Seafood and Shellfish Allergies by Daniel Jo
Americans love seafood. Shrimp, lobster, clams: it’s hard to imagine that people have to avoid it. A seafood allergy is a common food allergy that roughly effects 7 million Americans, accordingly to a nationwide survey. Did you know that along with fish, shellfish allergies are the most common adult-onset food allergy? Those afflicted with serious seafood allergies must use extreme caution. An allergic reaction to shellfish can cause life-threatening anaphylaxis which is a sudden, severe, potentially fatal reaction that results in low blood pressure and throat swelling, making it difficult to breathe.
There are two known proteins that cause seafood allergies, parvalbumins in fish and tropomyosins in shellfish. Symptoms of a shellfish allergy can take some time to set in, but most develop within minutes. Some symptoms include: itching, hives, swelling of the face, lips, tongue, tingling in the mouth and trouble breathing. Shellfish allergies differ from other food allergies because they’re unpredictable and can become more severe with each exposure.
There are often misconceptions about iodine allergies.

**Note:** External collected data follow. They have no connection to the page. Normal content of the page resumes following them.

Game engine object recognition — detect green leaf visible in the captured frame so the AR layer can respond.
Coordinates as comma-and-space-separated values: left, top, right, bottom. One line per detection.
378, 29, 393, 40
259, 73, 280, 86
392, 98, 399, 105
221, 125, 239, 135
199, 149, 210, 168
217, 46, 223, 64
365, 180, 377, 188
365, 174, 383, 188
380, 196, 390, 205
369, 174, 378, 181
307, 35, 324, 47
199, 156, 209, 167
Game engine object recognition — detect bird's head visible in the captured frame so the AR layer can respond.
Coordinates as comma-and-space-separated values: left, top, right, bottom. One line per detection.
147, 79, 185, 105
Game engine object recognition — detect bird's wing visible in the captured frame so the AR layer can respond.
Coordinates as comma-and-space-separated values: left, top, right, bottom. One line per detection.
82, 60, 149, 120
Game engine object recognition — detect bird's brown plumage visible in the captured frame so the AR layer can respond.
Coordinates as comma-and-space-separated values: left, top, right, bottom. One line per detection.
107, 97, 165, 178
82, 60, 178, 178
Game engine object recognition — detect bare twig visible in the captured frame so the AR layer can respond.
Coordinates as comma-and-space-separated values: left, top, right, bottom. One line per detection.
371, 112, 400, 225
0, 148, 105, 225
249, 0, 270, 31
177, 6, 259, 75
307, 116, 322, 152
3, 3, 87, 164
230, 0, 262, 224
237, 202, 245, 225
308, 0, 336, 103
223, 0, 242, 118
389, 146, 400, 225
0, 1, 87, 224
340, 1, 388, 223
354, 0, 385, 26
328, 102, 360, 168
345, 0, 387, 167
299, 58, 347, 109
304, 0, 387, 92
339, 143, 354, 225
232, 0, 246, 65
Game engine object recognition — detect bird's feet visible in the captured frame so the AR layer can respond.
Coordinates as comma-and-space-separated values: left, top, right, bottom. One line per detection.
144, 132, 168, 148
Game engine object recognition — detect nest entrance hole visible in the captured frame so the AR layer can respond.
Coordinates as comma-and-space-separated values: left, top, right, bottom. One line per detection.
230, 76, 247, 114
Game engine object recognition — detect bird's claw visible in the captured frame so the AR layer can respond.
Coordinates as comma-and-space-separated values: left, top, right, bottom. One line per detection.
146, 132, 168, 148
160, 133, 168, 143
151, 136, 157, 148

Some believe that if you have seafood allergies, you are also allergic to iodine. Recent studies have found there is no relationship between iodine and seafood allergies. It is safe for those who have seafood allergies to have a CT scan or any other iodinated contrast media radiographic test done.
Though there is no known cure for a seafood allergy, here are some quick tips on how to avoid a reaction:
- Avoid foods such as shrimp, lobster, crab and other crustaceans
- Be aware that cross-contamination can happen, so you may want to avoid seafood altogether
- Doctors will most likely recommend you carry an epinephrine pen (EpiPen, Auvi-Q) for self-administration in case you accidentally ingest any. Epinephrine (adrenaline) is the first-line treatment for anaphylactic shock
- Read food labels. Companies are now required to disclose whether their food product contains shellfish. However, they aren’t required to disclose if the product has mollusks (oysters, scallops). Proceed with caution!
- Let people know you have an allergy. It’s more common nowadays that restaurants cater to ‘people suffering from allergies.’ If you’re out to dinner or simply at a grocery store, tell the waiter you have a seafood allergy and ask a customer service rep at the store to help locate some seafood-free foods
Seafood allergies are not to be taken lightly; it’s best to use caution than risk having a fatal reaction. Remember, an allergy to shellfish may develop any time during a person’s life and it can be caused by foods that you’ve eaten before. Listen to your body and know when to see a doctor.
The information provided is for general interest only and should not be misconstrued as a diagnosis, prognosis or treatment recommendation. This information does not in any way constitute the practice of medicine, or any other health care profession. Readers are directed to consult their health care provider regarding their specific health situation. Marque Medical is not liable for any action taken by a reader based upon this information.